D’autres pôles de résistance émergent. Le 1er avril 2019, à l’initiative du réseau Owinfs, 315 organisations de plus de 90 pays signaient une lettre ouverte « contre les règles sur le commerce électronique à l’Organisation mondiale du commerce [10] ». Selon elles, celles-ci représentent « une grave menace pour le développement, les droits humains, la main-d’œuvre et la prospérité partagée dans le monde ». Elles appellent donc les membres de l’OMC à cesser « leur pression pour des négociations sur le commerce électronique et à se concentrer urgemment sur la transformation des règles du commerce international ».
La rivalité Chine - États-Unis
Mais un spectre hante les coulisses de ces négociations : la lutte que se livrent la Chine et les États-Unis. Seul pays abritant des géants capables de rivaliser à l’échelle internationale avec ceux de la Silicon Valley, la Chine devance les États-Unis dans plusieurs secteurs-clés, dont la technologie qui sous-tend la 5G. Or elle doit ces résultats à des politiques qui contreviennent directement aux principes de l’« Internet libre et ouvert » (comprendre : libre-échangiste) dont se réclame officiellement l’industrie numérique occidentale. « Au cours des deux dernières décennies, s’indignait ainsi récemment le New York Times, la Chine a construit et renforcé la grande muraille numérique qui empêche des sites comme YouTube, Facebook, Google et le New York Times d’atteindre plus de 700 millions d’internautes chinois. Derrière ces barrières, des entreprises chinoises comme Alibaba, Baidu et Tencent ont prospéré, développant des services de pointe qui, à bien des égards, ont surpassé leurs concurrents occidentaux. »

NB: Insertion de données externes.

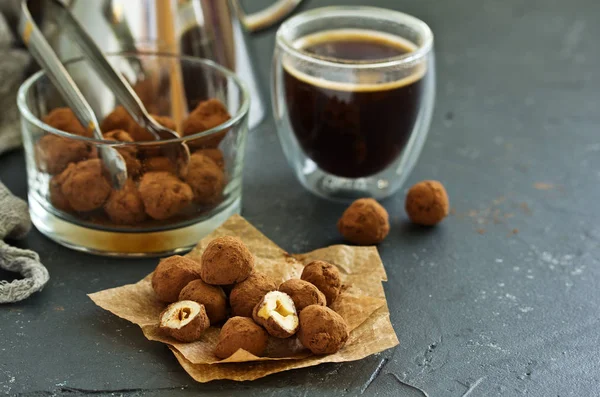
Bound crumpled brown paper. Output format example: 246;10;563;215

De surcroît, les entreprises étrangères opérant dans l’empire du Milieu ont l’obligation d’y stocker leurs données et de s’associer avec des entreprises chinoises. « La Chine décrit ses restrictions en matière de données comme un enjeu de sécurité nationale », poursuit le quotidien, mais de nombreux acteurs estiment que « ces règles visent plutôt à aider Pékin à dominer les industries à forte intensité de données » [11]. Ces barrières ne disparaîtront pas de sitôt. Comme l’a rappelé un officiel chinois, « même dans les négociations bilatérales en cours avec les États-Unis, la Chine a clairement fait savoir que des domaines tels que les flux transnationaux de données, la levée des interdictions de stockage sur les serveurs locaux [dans le pays des entreprises] et l’informatique en nuage n’étaient pas négociables [12] ».
En juin dernier, lors du G20 d’Osaka, les négociateurs nippons ont avancé l’idée d’une « libre circulation des données en toute confiance » pour tenter de répondre aux critiques sur les négociations en cours à l’OMC. L’Inde et l’Afrique du Sud, notamment, ont rejeté l’initiative. Les tractations en vue de la prochaine conférence ministérielle de l’OMC — à Astana, en juin 2020 — seront déterminantes.